Be mindful about your data!
In this step we will examine some real-life cases that illustrate some of the caveats we should be wary of when handling data, including possible distortion, bias, misrepresentation or misconception of data.
1. Questions to bear in mind when working with data
There are many questions you should ask yourself while you work with data to make sure you are careful in collecting, representing and analysing data, and then interpreting and reporting the results:
- There is a phrase, “numbers don’t lie”, but are you always able to understand correctly what they say?

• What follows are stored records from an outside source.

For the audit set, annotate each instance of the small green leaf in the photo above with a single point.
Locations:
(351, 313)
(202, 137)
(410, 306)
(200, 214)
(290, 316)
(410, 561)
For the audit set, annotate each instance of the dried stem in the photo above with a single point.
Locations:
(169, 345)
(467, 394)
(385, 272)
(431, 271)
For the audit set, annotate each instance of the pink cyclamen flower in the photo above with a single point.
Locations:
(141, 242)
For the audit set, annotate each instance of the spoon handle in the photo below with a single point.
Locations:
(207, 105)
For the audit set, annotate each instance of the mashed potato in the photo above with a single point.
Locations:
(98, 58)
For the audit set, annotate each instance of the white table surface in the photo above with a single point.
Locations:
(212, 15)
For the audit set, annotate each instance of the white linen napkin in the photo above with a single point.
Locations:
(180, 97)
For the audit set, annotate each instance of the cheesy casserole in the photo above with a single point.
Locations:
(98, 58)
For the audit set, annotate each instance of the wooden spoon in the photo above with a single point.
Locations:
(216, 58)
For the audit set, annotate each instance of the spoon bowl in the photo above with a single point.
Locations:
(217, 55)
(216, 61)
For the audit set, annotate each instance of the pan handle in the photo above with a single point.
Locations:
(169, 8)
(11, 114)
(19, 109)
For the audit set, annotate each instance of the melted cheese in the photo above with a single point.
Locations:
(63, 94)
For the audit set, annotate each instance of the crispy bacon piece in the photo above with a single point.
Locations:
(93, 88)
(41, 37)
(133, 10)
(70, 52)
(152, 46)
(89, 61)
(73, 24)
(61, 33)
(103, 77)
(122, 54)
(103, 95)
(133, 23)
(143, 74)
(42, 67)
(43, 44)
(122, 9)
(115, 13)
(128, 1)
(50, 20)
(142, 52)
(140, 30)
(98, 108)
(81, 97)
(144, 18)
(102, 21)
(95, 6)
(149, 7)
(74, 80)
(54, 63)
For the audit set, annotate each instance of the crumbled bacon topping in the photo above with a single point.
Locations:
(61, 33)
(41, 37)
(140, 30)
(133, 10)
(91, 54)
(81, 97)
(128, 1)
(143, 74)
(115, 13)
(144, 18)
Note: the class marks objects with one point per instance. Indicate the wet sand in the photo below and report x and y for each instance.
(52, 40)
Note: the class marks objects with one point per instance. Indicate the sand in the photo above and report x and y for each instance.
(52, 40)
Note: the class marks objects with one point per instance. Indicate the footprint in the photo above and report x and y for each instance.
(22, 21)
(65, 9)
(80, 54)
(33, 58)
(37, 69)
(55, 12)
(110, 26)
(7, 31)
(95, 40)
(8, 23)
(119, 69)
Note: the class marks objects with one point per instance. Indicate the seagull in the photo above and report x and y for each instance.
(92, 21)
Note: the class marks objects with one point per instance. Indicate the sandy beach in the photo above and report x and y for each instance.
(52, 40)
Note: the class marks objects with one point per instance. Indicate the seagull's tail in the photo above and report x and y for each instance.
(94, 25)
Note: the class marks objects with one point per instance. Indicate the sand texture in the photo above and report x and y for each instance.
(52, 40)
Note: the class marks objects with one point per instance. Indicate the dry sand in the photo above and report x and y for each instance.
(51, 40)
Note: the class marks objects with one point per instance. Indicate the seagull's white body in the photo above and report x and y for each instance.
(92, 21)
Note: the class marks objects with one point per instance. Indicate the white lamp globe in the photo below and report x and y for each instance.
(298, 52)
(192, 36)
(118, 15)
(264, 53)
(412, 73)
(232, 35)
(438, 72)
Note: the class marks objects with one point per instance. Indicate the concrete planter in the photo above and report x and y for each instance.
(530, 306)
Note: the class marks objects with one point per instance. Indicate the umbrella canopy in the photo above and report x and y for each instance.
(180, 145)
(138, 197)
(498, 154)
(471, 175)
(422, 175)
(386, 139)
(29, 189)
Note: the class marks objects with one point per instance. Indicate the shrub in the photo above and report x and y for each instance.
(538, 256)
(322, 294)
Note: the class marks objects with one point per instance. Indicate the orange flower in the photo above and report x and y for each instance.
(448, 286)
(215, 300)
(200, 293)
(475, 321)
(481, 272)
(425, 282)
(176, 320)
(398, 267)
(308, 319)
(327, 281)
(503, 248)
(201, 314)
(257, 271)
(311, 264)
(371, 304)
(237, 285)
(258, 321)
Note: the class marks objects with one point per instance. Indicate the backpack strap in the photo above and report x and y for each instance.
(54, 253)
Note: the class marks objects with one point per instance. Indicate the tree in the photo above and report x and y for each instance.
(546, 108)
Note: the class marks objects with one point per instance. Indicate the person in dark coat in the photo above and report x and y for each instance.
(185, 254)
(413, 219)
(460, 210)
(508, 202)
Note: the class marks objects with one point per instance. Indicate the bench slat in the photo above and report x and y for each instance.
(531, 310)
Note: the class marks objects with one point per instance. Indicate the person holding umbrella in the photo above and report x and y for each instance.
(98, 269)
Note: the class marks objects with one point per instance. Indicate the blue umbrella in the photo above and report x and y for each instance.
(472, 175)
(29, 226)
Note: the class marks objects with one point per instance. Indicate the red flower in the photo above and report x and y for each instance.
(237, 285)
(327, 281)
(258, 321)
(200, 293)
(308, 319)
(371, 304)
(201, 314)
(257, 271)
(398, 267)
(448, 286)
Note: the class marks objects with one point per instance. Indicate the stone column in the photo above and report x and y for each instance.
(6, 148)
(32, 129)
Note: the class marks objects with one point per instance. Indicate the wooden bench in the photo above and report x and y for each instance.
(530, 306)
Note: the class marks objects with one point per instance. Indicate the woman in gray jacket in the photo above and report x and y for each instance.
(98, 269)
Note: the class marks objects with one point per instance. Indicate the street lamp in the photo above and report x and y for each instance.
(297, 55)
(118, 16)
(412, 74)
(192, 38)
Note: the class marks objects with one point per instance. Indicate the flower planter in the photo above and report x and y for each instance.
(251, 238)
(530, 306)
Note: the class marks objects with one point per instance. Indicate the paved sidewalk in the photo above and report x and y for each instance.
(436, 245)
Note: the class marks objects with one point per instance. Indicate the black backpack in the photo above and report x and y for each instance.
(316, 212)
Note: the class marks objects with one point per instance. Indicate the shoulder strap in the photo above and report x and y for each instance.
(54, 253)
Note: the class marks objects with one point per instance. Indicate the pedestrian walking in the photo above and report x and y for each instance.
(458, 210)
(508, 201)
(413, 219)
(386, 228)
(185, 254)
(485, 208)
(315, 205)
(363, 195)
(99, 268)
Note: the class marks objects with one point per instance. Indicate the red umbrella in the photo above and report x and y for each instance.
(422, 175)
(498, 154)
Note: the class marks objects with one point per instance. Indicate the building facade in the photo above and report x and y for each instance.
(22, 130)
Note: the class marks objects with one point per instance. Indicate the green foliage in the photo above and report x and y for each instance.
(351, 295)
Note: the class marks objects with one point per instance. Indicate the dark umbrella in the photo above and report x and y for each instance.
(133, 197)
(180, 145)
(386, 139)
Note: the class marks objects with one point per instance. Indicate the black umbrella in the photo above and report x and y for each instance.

- Are you certain that the data is ‘faithful’ to the information of interest, or could there be some kind of distortion or bias?
- Do the numbers tell the ‘full’ story, or is some important part of evidence hidden or unavailable?
2. Sampling, non-response and response biases
Bias may be caused by a poor design of sampling.
2.1 Sampling bias
Example 1: US presidential election, 1936
Source: Squire, P. 1988. Why the 1936 Literary Digest poll failed. Public Opinion Quarterly. 52 (1988), pp.125–133.
In the 1936 presidential election in the United States, Democratic President Franklin D. Roosevelt was re-elected, winning against a Republican Alf Landon, Governor of Kansas. Before the election, a popular weekly magazine Literary Digest conducted a poll by mailing out some 10 million postcard ‘ballots’, about 2.3 million of which were returned. Addresses for mailing were compiled from membership of different clubs, telephone directories and lists of registered car owners. Based on these responses, the Digest predicted that Landon would be the winner with 57% of the popular vote.
In reality, Landon lost the election with just 39% of the popular vote, while Roosevelt enjoyed a landslide victory, with 62% of the popular vote and winning in 46 of the 48 states. One reason for the dramatic failure of the Digest’s prediction was due to focusing on people with telephones in their homes, which accounted for about 40% of households. This is an example of sampling bias, where the sample is not representative of the general population.
2.2. Non-response bias
Continuing with Example 1, an even bigger mistake was that the prediction relied on voluntary responses, which distorted the sample due to the so-called non-response bias. As it turned out, Landon supporters were more inclined to return their answers: 60% of non-respondents voted for Roosevelt, while only 40% of respondents did so. In contrast, the newly established Gallup Institute correctly predicted Roosevelt’s victory using a stratified sample of 50,000 people, which proved to be more representative of the general population of voters.
2.3. Response bias
A different example of data distortion in sample surveys is the response bias contained in the actual responses. One reason for that kind of bias might be that the question is asked in a leading way, making a certain response more likely. Another possible reason for bias is that the respondents may lie because they think the true answer is socially unacceptable. Even the order of questions may influence the results.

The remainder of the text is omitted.